I read and re-read that book over the years until I fully understood it. He and James Baldwin became two of my favorite writers, which led to getting top grades in my African American lit courses.


----------



## RhythmOvPain (Mar 25, 2015)

Kyle Mills: Rising Phoenix and Sphere of Influence

Of all the Mark Beamon stories, his first and his most harrowing are without a doubt my favorite books in the world. Sphere of Influence IS my favorite book.

Stephen Hunter - Point of Impact

The movie was horrible - the book, phenomenal. I'm sooooooo glad I read it first.

These three books are definitely my favorites.

Other very notable books:

Pet Semetary by Steven King (I love the movie, but the book despite its vast differences is very fun to read)
Interview With A Vampire by Ann Rice (The only book from the series I like, I find the book a better read than the movie)
The Last Assassin by Barry Eisler (The best John Rain novel IMO. It's extremely entertaining)
Jackknife by William W. Johnstone (It showed me how simple a story could really be while still being thrilling at the same damn time)

I can't think of anything else that really sticks out like these books.


----------



## Este (Mar 25, 2015)

During a holiday to Centre Parcs, I bought Nothing to Lose by Lee Child at a supermarket. I did not want to read a book that was part of a series, as I felt I couldn't be bothered to start from the beginning, but now I have read every Jack Reacher thriller at least once. Lee Child has a way of describing settings and people in brief detail, but it is detailed enough that you can envision it. It was a great book and a good way to introduce myself to Reacher.


----------



## EnglishmanRob (May 4, 2015)

I've got to say "the bible" as a Christian, but to give more detail - Ecclesiastes. It is like an emo-kid's diary. Everything is meaningless, good people and bad people die the same etc. BUT it made sense to me. Logic wise. And it has a kinda happy ending - We are all going to die, but it's better to die wise than die stupid. 

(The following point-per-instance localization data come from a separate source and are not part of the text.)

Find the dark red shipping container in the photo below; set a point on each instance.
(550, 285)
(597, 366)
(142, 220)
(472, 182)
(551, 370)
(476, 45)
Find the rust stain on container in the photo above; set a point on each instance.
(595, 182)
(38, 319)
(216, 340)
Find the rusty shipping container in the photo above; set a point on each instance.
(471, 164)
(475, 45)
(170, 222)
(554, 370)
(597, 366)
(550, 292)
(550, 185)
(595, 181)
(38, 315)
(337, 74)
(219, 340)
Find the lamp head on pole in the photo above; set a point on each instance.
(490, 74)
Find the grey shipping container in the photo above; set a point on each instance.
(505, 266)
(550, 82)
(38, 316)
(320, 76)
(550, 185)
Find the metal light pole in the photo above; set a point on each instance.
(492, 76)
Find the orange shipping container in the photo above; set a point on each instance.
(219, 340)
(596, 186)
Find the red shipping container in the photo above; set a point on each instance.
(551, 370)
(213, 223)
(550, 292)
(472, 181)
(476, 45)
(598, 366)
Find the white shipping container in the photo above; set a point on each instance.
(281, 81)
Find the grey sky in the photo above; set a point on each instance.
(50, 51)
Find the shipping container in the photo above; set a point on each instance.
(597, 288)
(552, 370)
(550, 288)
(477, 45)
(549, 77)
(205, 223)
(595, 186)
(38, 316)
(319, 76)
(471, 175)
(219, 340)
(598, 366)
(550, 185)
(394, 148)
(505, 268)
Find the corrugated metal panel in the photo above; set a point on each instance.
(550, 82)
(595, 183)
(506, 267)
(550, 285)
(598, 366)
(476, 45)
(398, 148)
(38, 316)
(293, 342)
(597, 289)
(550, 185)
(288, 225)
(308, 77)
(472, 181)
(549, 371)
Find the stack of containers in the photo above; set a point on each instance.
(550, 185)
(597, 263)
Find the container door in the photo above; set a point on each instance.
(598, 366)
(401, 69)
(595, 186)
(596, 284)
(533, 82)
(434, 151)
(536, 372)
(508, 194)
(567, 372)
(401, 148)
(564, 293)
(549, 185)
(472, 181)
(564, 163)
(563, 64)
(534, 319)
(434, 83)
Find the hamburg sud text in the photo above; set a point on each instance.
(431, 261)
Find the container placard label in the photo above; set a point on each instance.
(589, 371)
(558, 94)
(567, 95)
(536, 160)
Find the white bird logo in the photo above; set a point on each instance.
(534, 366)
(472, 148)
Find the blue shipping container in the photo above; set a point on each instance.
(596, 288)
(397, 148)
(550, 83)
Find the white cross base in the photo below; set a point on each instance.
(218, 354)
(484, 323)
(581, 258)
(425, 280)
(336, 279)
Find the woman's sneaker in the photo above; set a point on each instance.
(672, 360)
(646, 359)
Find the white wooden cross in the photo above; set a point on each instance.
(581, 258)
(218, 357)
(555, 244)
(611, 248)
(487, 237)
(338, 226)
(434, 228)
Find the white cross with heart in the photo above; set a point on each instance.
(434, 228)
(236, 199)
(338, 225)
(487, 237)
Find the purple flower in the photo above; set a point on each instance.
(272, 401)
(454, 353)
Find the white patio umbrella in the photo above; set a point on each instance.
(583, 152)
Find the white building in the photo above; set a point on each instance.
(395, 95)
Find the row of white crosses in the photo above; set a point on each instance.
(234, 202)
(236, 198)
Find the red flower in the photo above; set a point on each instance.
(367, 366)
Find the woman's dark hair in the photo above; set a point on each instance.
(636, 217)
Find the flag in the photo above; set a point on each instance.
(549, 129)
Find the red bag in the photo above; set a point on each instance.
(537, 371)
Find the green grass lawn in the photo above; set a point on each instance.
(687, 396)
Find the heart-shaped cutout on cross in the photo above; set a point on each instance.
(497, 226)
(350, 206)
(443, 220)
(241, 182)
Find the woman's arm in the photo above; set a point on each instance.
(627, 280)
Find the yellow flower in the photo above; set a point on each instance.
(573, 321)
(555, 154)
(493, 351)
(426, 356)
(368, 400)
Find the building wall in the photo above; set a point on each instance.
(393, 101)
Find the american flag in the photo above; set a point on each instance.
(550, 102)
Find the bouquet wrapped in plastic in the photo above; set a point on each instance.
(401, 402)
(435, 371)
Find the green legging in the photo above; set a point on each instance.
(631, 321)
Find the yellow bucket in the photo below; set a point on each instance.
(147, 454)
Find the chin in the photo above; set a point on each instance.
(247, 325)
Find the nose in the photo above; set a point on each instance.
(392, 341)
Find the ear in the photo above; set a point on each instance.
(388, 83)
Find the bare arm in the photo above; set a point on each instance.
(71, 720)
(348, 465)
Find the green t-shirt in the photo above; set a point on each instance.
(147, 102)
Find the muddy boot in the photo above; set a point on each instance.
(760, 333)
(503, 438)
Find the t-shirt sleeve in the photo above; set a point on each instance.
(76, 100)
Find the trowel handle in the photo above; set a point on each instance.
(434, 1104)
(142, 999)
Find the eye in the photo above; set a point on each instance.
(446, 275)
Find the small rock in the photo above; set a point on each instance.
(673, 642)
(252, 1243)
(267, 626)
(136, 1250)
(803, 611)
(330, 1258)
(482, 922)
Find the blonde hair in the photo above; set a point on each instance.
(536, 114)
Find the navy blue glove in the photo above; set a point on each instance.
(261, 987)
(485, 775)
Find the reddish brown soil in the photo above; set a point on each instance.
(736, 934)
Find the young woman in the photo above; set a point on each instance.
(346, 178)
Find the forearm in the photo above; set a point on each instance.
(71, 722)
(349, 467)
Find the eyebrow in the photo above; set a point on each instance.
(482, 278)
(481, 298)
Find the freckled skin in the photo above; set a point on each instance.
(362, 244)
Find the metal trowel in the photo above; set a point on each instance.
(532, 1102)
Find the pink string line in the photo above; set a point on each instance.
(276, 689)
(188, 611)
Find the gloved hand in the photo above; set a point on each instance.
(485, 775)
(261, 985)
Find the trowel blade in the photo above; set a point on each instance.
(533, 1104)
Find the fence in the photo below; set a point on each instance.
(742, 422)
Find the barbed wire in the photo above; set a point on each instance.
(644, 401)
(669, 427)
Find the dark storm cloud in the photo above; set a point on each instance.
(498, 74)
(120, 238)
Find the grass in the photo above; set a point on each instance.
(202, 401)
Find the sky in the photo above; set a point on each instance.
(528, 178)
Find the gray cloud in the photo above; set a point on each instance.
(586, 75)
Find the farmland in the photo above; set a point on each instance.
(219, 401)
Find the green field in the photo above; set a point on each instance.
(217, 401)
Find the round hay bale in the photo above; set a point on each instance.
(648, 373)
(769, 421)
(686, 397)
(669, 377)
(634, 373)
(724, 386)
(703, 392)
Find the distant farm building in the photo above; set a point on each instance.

Secondly - Alice in wonderland and Alice through the looking glass (CS Lewis). I was 8 or 9 when I read it. It blew my mind to realise how fiction can re-write ALL the rules of reality. How wordplay becomes powerful, or humorous. It allowed me to realise how amazing fiction is. 

Thirdly (and lastly) would be The Sandman series by Neil Gaiman. Specifically the short story "Fear of Heights". It taught that it is OK to try and fail. Sometimes failing gives you something even better. "It is sometimes a mistake to climb. It is always a mistake never to make the attempt."


----------



## Phil Istine (May 4, 2015)

Some that spring to mind, but far from exhaustive:

"Your Erroneous Zones" by Dr. Wayne Dyer

"The Hitchhikers' Guide to the Galaxy" by Douglas Adams

"The Road to Wigan Pier" by George Orwell


----------



## Ariel (May 4, 2015)

"Tales of Mystery and Imagination" by Edgar Allan Poe.
"A Mid-Summer Night's Dream" by William Shakespeare.
"To Kill a Mockingbird" by Harper Lee.

In that order.  I first starting reading Poe in the first or second grade.  I read the other two within a year.  Those were and still are my favorites.  I loved the play on language and how the words just flowed.  I've always loved reading and writing didn't come until later, when my brother died.  It was the only impartial outlet I had.  Everyone else was either 1) too close to the death themselves to help me through or 2) didn't know how to listen or help.  Writing saved my sanity.


----------



## Loveabull (May 4, 2015)

Another one was " I Know Why the Caged Bird Sings", I own or have read every book she ever wrote.


----------